Everything I’ve mentioned up to this point involves pricing or hedging counterparty risk that has been incurred. Pricing involves passing along to the client the cost of protecting yourself against its credit; if you buy an option, you pay less for it from a risky counterparty than from a risk-free counterparty. This makes selling the option less attractive to the counterparty; for long-dated contracts, this can be a big effect. On the other hand — this was item 3 above — your actual cost of funds is going to be higher than a "risk-free" rate of interest, and if you’re putting up money up front, you need to make at least your own cost of funds on that. Accordingly, you end up charging the counterparty for your credit risk, too. Because of this, it is attractive to try to reduce the counterparty risk inherent in the contract. The simplest, first thing to do is to try to structure it as a swap; instead of my paying you for an option, I enter a contract with you in which I will pay you a fixed amount on the day the option expires. If you go bankrupt before then, I haven’t paid the money up front, and stand to lose a lot less. On the other hand, if I go bankrupt before then, and the option has lost value, you will lose value due to my failure to make good on the deal. Still, for certain kinds of contracts, the aggregate counterparty risk can be diminished considerably.
A more obvious solution is to require collateral; every time the value of the deal changes by more than some threshold amount — say the option has gained value, and I now stand to lose $5M if you go bankrupt tomorrow — you will post collateral that I can sieze if you go bankrupt, applying it to your debt. This has its complications. For one thing, if the derivative is illiquid, you might not agree that you now owe me $5M; you think the option is worth less than I do, and refuse to post the collateral. These things will typically be subject to arbitration clauses.

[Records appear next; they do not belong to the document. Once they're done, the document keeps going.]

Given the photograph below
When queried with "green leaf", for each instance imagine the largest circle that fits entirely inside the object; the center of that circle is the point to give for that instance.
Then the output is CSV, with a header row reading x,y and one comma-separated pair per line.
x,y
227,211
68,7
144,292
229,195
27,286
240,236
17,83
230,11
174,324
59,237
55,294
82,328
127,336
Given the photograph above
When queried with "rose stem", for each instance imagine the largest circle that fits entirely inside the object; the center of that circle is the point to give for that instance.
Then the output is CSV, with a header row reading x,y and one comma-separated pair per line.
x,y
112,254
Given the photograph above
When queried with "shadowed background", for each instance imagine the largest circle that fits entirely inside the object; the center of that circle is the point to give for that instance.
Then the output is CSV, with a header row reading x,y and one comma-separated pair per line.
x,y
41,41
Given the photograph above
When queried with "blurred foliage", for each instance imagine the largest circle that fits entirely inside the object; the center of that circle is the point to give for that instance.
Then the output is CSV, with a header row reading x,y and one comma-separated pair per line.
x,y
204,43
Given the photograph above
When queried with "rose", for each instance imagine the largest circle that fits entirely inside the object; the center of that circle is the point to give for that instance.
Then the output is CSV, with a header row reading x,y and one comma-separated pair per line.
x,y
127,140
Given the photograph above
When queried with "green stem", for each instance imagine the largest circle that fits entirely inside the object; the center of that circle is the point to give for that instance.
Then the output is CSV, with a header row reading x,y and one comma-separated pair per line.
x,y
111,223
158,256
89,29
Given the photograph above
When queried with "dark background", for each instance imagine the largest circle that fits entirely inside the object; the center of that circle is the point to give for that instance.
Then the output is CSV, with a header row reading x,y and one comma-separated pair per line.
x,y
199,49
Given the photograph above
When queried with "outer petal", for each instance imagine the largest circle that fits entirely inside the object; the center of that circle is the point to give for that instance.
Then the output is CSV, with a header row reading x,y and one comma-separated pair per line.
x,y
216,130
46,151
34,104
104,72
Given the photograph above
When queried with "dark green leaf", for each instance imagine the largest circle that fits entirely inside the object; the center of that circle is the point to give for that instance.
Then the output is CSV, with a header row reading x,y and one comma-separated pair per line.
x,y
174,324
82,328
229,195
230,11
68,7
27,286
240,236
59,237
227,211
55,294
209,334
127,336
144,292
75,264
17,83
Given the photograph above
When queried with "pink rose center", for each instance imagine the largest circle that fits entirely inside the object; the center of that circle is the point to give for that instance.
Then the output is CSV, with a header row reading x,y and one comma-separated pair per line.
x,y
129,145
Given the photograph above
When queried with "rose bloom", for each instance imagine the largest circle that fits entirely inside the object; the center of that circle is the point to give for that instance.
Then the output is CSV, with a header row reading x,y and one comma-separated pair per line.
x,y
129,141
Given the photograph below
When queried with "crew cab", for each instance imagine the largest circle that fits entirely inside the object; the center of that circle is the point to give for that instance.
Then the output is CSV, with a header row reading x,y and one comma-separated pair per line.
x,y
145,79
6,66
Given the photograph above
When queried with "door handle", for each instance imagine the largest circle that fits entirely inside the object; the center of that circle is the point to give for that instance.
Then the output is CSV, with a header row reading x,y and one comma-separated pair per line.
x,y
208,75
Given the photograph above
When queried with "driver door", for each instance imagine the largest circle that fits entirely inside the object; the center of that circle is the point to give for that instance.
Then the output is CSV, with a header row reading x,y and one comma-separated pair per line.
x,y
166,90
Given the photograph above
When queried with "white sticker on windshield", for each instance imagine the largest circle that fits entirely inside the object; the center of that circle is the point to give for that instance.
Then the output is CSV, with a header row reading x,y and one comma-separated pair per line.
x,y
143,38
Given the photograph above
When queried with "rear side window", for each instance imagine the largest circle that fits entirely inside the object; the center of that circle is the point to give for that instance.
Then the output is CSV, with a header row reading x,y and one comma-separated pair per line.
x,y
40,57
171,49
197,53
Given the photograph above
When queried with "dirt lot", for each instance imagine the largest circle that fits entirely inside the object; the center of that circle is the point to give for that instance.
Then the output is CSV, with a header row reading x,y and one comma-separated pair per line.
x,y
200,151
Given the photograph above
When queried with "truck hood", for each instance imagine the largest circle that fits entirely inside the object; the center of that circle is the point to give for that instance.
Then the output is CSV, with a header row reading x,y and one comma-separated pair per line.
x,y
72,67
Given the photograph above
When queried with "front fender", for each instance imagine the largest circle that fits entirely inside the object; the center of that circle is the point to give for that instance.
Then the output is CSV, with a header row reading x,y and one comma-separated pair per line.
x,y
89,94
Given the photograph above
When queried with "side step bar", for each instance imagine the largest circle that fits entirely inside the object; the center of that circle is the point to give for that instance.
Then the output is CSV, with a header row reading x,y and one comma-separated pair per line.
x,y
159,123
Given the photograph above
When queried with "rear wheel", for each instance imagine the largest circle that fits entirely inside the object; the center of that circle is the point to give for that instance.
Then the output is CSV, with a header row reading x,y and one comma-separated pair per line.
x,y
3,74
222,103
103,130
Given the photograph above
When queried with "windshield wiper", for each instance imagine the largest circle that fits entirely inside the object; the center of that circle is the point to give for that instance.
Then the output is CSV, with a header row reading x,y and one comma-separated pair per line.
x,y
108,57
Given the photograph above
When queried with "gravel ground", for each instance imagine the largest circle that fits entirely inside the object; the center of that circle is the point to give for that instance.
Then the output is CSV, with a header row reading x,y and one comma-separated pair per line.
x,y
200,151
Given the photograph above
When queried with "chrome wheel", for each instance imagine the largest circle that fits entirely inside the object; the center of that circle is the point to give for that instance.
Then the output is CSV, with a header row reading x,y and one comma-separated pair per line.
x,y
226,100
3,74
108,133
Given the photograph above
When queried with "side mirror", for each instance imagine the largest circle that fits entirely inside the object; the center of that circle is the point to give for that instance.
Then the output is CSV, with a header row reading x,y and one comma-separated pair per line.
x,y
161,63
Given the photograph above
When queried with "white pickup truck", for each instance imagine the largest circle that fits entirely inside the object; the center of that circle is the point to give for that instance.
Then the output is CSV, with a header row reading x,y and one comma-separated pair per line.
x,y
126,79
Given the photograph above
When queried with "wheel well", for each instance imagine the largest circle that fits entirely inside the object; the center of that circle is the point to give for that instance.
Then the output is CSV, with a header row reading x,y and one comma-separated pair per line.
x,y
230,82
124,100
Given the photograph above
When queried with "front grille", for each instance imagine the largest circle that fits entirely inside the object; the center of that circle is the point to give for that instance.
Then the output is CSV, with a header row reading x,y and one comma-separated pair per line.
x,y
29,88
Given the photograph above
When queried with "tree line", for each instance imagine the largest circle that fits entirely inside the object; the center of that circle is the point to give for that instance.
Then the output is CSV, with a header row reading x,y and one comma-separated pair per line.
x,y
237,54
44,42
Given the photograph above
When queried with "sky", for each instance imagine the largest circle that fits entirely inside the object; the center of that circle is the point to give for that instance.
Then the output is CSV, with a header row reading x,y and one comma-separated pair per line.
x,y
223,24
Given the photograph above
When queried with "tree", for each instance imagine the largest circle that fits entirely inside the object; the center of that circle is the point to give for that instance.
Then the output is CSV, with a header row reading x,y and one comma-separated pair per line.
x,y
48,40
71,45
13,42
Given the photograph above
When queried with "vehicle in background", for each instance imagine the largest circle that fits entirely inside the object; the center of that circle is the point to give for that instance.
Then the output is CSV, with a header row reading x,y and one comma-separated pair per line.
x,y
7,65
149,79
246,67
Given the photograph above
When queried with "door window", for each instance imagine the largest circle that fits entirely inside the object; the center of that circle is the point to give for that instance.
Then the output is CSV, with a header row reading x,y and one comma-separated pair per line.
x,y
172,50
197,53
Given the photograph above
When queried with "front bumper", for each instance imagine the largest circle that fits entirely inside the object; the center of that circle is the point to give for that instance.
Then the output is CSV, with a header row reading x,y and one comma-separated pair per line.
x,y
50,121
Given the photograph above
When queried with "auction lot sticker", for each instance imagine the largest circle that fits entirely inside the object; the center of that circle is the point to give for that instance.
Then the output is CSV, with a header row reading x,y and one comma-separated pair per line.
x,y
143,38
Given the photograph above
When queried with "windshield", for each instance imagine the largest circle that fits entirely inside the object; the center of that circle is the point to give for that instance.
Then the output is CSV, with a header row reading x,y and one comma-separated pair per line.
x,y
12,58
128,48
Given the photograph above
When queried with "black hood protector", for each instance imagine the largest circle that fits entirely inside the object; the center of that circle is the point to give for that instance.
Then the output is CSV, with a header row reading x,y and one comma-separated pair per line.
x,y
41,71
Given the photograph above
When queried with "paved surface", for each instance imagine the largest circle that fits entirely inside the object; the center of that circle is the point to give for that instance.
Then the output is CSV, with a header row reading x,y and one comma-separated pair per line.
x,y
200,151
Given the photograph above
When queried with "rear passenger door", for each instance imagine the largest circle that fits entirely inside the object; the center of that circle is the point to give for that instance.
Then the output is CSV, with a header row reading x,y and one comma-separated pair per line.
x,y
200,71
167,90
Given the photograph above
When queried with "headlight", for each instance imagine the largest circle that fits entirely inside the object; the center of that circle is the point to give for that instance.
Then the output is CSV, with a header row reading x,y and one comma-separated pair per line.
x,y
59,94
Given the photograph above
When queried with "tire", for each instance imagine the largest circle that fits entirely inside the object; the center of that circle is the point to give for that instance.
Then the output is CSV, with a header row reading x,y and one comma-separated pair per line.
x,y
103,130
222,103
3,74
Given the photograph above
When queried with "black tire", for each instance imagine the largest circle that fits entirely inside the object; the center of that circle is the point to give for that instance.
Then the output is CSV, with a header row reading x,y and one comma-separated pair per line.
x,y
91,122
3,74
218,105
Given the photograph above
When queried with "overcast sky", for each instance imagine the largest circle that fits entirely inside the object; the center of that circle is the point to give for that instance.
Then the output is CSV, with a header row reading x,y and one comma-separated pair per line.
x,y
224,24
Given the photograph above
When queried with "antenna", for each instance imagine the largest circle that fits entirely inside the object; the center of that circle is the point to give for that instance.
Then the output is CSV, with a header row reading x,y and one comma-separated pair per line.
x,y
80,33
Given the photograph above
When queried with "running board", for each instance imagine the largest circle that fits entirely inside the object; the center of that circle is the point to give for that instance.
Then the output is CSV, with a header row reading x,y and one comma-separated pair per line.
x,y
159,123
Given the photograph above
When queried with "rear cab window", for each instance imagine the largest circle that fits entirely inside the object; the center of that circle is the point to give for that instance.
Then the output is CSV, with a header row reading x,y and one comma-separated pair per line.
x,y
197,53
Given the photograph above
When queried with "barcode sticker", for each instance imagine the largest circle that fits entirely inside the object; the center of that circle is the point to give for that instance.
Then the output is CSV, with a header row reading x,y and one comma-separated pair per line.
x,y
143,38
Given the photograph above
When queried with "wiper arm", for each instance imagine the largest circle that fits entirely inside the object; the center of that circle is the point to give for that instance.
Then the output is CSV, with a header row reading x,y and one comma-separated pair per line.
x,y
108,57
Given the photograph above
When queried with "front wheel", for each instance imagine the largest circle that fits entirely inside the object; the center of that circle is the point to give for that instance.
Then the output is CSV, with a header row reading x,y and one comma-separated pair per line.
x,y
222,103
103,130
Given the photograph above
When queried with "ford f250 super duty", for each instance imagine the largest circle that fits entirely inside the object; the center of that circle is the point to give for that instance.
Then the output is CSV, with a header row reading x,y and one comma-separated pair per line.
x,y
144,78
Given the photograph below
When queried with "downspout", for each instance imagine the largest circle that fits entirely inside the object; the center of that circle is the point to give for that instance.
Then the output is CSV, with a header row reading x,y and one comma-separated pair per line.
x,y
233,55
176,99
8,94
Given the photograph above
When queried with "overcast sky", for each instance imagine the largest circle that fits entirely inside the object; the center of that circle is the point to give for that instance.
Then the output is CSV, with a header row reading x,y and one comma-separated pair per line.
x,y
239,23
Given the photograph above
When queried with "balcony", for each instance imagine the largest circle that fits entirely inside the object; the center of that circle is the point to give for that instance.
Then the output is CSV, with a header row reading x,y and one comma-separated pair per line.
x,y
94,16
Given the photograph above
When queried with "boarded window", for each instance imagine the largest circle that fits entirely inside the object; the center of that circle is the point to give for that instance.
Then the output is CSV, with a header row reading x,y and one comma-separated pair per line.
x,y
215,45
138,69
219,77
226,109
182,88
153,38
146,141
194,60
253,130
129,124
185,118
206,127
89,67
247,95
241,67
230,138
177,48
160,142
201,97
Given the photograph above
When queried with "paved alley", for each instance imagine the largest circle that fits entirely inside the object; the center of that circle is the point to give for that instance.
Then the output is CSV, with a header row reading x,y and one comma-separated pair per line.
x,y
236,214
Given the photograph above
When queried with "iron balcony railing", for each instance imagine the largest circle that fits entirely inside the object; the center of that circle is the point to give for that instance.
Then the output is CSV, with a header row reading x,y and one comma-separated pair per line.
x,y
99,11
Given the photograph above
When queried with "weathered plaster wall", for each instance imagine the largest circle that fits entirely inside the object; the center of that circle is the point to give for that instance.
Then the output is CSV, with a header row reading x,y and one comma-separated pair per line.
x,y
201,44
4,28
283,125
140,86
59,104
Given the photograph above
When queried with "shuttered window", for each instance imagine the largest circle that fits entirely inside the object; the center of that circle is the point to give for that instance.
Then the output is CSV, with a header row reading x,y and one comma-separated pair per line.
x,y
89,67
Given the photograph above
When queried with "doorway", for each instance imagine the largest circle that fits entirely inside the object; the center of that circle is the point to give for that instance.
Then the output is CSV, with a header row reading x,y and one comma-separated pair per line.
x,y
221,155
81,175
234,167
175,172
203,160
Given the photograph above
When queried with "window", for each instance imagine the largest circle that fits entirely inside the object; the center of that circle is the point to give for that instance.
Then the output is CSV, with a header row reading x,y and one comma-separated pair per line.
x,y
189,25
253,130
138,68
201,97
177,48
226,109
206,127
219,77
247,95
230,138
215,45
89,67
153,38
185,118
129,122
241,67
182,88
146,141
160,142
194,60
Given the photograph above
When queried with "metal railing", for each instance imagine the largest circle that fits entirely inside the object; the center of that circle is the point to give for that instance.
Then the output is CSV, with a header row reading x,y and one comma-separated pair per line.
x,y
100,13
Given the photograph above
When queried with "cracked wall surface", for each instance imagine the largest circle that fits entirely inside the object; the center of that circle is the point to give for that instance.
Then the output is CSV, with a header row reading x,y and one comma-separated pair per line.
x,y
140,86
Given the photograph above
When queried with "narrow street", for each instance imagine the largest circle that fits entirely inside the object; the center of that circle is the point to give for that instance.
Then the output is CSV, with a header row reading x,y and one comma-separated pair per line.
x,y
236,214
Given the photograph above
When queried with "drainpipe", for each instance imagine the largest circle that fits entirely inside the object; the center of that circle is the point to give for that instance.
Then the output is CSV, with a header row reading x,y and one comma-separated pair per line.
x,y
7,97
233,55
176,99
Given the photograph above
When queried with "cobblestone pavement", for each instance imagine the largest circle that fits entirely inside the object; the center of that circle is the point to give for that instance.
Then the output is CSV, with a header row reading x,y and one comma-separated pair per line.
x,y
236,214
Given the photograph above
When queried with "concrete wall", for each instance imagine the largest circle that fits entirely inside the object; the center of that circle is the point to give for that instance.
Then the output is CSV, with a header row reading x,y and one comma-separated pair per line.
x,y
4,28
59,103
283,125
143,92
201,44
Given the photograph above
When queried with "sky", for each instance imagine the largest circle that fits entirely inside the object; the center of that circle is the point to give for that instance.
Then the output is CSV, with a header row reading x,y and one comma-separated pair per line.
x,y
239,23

For another thing, it will typically take time for you to post collateral. Even if we have a deal that is supposed to be fully collateralized — anytime the option is worth more than you have posted, you have to post more collateral — I can still lose money if the market moves against me between the last margin call you actually meet and the point at which I figure out that you’ve definitively defaulted. We can try to calculate the size of this risk, too.
All of this can, to varying degrees, go wrong, which is why there is still a point at which risk controllers will say "no more". It can be very difficult to hedge against several big market moves happening at the same time, which, when counterparties are going bankrupt, is usually happening. Some corners of bankruptcy law haven’t been tested, and, particularly in developing countries, the big foreign bank may find that laws that appear to be on its side aren’t seen that way by a local judge. Ultimately, you try to hedge what you can hedge; what you can’t hedge, you try to quantify; what you can’t quantify, you try to understand; and what you can’t understand, you keep small enough not to sink the firm.